The district, which provides wastewater and solid waste management throughout Los Angeles County, is being mandated by the state to lower amount of chloride, or salt, in water flowing downstream to Ventura County from local treatment plants.
The cost of the new infrastructure necessary to remove the salt is expected to cost upward of $250 million, which is the reason behind the rate increase being discussed, Bruns said.
The approval process for the rate fees is expected to begin in May and end June 30, Bruns said, adding the proposal is in line with procedures mandated by Proposition 218.
There are two reasons for the gradual increase, Bruns said.
“The intent was always to ramp the rate up slowly,” Bruns said, adding the idea was to avoid a “sticker shock” bound to take place if the district waited until 2019 or 2020, when the proposed chloride-mitigation plan is expected to be operational.
Residents are expected to have an opportunity to sound off on the rate increase for the first time at the board meeting May 7, when it will be introduced. Notices will then be mailed out by May 15.
Officials are hoping to have the plan formalized by July 7.
The timing of the rate increases is being prompted by the Los Angeles Regional Water Quality Control Board, said Bruns.
Sanitation District ratepayers have already been fined more than $200,000 because the district did not meet the RWQCB deadline for chloride management.

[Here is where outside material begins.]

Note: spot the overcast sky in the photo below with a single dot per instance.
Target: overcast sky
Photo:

In order to avoid more fines, the district has to have a plan in place, including a funding mechanism for the plan, by May 2015.
“We need to have these rates in place so we can get the concessions from the board,” said Basil Hewitt, senior engineer for the Sanitation Districts.

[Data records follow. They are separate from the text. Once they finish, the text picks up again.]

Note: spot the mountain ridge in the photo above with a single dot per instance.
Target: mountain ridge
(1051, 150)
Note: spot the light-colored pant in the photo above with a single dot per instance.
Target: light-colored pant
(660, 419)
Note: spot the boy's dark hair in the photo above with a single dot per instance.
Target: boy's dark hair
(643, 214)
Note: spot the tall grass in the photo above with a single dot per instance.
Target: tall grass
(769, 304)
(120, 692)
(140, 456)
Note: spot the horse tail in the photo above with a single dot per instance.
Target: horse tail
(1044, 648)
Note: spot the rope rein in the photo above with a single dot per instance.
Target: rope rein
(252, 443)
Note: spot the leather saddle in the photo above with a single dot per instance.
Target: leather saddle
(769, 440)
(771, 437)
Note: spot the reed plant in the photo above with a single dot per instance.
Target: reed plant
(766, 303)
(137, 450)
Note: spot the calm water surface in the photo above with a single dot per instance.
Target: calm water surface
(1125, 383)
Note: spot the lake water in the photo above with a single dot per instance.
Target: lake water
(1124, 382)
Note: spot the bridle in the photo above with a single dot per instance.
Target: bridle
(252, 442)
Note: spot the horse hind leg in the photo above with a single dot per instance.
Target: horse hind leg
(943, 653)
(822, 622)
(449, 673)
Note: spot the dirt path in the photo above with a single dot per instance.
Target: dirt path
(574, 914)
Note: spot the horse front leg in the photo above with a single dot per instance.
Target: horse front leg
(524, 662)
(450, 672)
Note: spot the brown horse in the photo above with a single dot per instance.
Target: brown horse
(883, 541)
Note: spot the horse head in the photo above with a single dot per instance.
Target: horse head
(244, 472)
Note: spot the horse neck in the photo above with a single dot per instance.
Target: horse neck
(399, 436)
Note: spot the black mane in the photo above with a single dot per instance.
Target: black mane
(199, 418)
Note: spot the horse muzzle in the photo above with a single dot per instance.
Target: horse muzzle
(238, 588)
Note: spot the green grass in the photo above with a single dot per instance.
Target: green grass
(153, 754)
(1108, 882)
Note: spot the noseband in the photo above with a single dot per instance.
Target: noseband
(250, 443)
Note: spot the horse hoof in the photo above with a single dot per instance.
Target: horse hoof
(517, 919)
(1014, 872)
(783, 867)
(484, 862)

By collecting the fees earlier, the total rate increase attributable to the chloride cost would be $103 per year, as opposed to the $140 per year initially anticipated, Bruns said, while acknowledging the total cost of the plan would rise.
By collecting the money earlier, it makes the Sanitation Districts eligible for a plan that would be a more expensive option in the long run, however, the annual rate would be lower for ratepayers because it would be spread out for a longer time.
The effort is part of an attempt by the district to keep rates as low as possible for Santa Clarita Valley residents, officials said.
“It used to be a 20-year loan (program from the state),” Bruns said, “and now you can spread that over 30 years, meaning you’re paying a little bit more, but the cost per year is a little bit less.”